J Clin Oncol 1996; 14: 2738-2746.
Annual hazard rates of recurrence for breast cancer after primary therapy
T Saphner, DC Tormey and R Gray

PURPOSE: To determine if the long-term increase of recurrence for breast cancer is stable or slowly decreasing, or if it ever reaches zero; and to determine the effect of prognostic factors on the hazard of recurrence. METHODS: All patients entered onto the seven completed and unblinded Eastern Cooperative Oncology Group (ECOG) coordinated studies of postoperative adjuvant therapy for breast cancer were analyzed in terms of annual hazard of recurrence of breast cancer.
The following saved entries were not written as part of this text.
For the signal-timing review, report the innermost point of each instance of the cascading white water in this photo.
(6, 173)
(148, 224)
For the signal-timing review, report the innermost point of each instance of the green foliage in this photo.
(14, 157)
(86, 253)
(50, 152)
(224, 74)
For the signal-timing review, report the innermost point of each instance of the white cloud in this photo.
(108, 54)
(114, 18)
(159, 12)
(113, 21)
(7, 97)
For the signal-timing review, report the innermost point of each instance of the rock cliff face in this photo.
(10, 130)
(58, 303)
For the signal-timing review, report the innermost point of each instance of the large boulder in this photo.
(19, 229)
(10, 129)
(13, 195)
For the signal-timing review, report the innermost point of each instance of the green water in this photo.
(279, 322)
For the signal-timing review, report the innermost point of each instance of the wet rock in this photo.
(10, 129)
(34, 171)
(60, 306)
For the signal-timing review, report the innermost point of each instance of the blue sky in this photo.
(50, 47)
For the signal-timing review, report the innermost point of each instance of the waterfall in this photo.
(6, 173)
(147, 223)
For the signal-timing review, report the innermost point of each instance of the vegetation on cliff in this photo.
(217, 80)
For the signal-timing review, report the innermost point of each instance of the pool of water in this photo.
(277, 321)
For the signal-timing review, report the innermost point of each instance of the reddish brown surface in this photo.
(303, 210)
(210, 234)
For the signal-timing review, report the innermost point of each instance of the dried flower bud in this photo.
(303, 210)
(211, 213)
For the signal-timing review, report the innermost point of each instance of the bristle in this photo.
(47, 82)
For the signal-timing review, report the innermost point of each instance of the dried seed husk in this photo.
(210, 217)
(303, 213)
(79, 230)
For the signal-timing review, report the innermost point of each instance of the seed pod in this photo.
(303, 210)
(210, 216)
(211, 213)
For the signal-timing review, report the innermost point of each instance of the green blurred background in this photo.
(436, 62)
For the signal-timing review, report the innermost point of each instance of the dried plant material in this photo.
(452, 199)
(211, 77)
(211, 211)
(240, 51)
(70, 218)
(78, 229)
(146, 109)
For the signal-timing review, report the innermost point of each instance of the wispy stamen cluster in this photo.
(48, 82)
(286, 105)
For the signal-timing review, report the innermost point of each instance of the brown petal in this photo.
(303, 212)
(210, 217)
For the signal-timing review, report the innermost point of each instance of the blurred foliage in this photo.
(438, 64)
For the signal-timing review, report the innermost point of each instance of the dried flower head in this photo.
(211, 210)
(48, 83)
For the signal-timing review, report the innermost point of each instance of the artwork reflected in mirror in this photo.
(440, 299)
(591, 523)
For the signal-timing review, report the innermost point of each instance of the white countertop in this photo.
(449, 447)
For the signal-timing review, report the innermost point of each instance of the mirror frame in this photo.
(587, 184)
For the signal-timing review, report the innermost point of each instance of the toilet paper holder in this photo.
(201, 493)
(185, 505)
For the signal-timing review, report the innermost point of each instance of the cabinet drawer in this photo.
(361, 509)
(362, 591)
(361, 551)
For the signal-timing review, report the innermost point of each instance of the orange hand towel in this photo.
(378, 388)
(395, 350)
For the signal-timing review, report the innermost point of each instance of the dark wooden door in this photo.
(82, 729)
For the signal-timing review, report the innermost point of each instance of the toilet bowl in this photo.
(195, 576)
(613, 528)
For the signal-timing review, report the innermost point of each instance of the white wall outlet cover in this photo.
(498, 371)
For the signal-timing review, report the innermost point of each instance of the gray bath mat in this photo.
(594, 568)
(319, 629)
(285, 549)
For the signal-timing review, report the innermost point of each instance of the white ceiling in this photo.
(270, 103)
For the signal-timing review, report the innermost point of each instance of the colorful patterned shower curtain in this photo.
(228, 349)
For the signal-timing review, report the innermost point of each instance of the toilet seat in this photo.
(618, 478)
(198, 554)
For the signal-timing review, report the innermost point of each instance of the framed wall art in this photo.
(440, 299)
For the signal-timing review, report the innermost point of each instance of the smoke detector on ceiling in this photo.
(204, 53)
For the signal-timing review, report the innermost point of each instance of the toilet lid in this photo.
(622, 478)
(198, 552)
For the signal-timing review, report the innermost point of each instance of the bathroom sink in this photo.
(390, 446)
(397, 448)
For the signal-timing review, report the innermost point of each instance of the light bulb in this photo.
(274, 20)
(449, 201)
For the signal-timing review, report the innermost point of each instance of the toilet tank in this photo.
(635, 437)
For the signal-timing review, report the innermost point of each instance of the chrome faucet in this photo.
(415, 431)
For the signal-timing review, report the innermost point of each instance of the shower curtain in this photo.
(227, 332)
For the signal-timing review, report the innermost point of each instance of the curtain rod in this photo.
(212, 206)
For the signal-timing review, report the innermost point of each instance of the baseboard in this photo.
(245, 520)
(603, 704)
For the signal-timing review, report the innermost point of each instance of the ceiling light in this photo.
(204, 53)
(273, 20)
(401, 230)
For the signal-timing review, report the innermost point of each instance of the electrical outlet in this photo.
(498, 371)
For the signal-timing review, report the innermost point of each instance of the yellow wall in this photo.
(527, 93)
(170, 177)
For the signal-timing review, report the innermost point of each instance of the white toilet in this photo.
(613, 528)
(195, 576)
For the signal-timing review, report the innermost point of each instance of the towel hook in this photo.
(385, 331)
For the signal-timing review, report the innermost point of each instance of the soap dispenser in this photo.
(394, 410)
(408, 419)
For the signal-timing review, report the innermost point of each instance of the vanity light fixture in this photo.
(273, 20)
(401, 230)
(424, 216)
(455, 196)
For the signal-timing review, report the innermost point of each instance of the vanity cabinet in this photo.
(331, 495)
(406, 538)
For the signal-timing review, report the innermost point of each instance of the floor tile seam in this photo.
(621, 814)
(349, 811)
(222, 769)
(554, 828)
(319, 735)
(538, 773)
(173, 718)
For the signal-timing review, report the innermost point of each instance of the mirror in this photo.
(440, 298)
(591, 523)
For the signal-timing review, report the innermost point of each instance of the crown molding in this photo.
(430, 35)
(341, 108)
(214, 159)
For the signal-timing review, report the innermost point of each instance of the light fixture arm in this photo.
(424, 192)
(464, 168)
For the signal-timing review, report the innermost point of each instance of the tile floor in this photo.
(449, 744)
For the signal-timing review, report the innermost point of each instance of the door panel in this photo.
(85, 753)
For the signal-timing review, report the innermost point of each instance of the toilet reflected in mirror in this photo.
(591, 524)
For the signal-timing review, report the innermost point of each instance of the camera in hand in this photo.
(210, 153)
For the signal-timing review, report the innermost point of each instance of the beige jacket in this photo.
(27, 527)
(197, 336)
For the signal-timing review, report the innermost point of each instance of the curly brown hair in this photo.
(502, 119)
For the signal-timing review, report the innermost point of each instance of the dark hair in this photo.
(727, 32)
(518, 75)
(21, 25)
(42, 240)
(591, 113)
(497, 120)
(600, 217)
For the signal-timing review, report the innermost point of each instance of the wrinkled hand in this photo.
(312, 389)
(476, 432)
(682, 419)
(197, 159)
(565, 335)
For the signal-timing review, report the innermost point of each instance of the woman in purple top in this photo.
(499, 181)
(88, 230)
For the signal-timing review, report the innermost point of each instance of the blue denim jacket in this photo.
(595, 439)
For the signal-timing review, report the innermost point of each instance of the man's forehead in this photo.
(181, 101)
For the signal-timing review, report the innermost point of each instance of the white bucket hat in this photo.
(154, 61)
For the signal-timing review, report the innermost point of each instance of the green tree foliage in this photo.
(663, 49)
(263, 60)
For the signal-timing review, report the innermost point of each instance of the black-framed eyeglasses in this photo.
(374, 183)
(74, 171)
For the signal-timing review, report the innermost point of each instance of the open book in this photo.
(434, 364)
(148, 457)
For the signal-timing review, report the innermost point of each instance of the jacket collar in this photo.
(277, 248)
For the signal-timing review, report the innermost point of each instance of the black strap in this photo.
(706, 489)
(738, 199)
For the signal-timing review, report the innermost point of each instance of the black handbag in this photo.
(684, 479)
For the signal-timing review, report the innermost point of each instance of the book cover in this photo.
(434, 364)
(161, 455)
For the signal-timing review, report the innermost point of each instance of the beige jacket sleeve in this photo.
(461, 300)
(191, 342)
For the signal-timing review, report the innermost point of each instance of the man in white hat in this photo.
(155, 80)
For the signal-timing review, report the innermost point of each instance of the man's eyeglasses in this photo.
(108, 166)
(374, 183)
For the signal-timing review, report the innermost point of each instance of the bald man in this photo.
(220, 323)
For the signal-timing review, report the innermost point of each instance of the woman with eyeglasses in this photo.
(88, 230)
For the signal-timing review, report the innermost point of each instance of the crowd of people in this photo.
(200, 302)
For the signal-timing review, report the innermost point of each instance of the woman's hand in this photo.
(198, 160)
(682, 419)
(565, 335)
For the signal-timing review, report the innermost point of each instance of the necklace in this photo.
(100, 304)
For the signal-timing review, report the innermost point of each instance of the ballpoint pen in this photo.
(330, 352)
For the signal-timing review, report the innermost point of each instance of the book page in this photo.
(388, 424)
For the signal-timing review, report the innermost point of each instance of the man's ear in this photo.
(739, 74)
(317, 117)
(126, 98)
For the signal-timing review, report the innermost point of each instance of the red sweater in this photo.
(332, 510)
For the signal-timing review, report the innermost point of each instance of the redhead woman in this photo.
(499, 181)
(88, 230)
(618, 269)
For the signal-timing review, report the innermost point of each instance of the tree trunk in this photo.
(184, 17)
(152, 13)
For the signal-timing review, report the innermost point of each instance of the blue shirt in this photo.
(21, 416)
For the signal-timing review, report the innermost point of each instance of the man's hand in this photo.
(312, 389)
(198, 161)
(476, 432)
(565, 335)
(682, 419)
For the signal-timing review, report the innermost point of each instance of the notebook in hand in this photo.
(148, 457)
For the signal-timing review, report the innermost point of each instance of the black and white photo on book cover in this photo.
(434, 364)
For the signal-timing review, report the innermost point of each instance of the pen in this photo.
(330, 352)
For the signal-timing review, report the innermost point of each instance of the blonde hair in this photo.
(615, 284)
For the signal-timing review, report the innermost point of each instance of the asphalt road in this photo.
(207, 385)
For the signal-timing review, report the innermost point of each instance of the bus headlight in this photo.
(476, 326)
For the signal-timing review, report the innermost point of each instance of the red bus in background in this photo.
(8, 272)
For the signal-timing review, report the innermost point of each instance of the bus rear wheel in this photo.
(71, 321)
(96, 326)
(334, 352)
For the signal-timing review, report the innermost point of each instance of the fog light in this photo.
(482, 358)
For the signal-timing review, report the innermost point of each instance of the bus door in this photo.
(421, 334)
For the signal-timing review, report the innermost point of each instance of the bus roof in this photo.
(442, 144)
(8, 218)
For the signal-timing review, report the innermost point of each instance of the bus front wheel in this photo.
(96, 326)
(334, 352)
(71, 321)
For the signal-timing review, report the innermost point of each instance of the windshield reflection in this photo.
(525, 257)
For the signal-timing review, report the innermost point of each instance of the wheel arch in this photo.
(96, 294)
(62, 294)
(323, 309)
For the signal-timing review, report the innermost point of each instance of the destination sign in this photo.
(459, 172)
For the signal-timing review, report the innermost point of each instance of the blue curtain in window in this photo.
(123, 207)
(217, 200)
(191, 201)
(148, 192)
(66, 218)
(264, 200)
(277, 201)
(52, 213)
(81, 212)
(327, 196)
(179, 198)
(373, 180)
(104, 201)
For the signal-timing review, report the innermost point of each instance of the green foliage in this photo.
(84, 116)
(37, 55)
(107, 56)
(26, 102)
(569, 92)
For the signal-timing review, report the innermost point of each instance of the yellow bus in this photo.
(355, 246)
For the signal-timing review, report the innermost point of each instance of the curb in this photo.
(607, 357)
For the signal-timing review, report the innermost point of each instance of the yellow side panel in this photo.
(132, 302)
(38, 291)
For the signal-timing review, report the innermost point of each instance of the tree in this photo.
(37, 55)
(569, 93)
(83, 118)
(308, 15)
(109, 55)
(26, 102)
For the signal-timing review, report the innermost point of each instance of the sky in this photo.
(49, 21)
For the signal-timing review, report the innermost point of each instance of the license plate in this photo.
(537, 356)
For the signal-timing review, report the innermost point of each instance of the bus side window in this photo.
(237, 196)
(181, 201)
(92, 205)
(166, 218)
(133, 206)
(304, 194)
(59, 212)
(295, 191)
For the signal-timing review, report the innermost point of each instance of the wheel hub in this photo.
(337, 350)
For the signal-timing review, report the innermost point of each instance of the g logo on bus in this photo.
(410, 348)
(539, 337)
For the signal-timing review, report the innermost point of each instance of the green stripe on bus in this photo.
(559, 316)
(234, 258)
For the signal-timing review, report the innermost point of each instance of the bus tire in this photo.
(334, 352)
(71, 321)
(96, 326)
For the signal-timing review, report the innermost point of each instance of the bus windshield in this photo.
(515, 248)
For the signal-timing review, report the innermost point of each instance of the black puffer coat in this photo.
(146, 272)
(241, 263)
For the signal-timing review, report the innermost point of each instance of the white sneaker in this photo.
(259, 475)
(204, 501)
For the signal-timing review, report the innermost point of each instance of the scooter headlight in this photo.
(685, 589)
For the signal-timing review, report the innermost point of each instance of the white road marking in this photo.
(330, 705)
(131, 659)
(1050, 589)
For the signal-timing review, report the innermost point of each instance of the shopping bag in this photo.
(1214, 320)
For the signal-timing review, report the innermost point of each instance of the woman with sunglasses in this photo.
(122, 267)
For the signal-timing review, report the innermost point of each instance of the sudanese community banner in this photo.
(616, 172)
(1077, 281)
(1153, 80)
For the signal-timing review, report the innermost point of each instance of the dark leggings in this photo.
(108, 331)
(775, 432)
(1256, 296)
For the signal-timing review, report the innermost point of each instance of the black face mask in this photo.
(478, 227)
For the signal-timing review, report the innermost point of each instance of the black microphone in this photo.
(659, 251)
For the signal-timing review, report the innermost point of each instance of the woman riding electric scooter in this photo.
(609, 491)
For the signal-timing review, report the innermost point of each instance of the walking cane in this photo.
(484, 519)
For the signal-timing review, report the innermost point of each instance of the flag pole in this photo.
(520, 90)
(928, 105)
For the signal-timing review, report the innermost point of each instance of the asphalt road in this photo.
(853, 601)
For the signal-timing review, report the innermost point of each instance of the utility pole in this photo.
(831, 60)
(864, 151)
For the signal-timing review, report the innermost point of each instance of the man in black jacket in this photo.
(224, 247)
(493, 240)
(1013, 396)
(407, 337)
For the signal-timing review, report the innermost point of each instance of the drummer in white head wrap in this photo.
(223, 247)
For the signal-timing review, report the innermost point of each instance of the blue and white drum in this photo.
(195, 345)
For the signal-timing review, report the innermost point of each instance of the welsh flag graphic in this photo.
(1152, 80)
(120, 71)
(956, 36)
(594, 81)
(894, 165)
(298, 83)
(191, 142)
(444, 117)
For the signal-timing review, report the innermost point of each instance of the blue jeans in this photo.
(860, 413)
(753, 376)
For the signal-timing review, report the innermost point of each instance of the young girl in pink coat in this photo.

RESULTS: For the entire group, the peak hazard of recurrence occurred in the interval of 1 to 2 years. The hazard decreased consistently in the interval of 2 to 5 years. Beyond 5 years, the hazard of recurrence decreased very, very slowly through year 12. The average hazard of recurrence between years 5 and 12 for the entire population was 4.3% per year. The pattern of a peak hazard of recurrence during the first 5 years with a slowly decreasing hazard of recurrence beyond 5 years was also observed to varying degrees in most subsets. Higher risk subsets such as patients with more than three nodes positive had a higher hazard of recurrence at all time intervals, while lower risk subsets such as patients with negative nodes had a lower hazard of recurrence in all time periods. CONCLUSION: Patients 5 years post-surgery for breast cancer appear to have a very slowly decreasing hazard of recurrence. The mean hazard of recurrence between years 5 to 12 post-surgery is 4.3% per year. This group of patients may be well suited for trials evaluating cytostatic drugs or differentiating agents.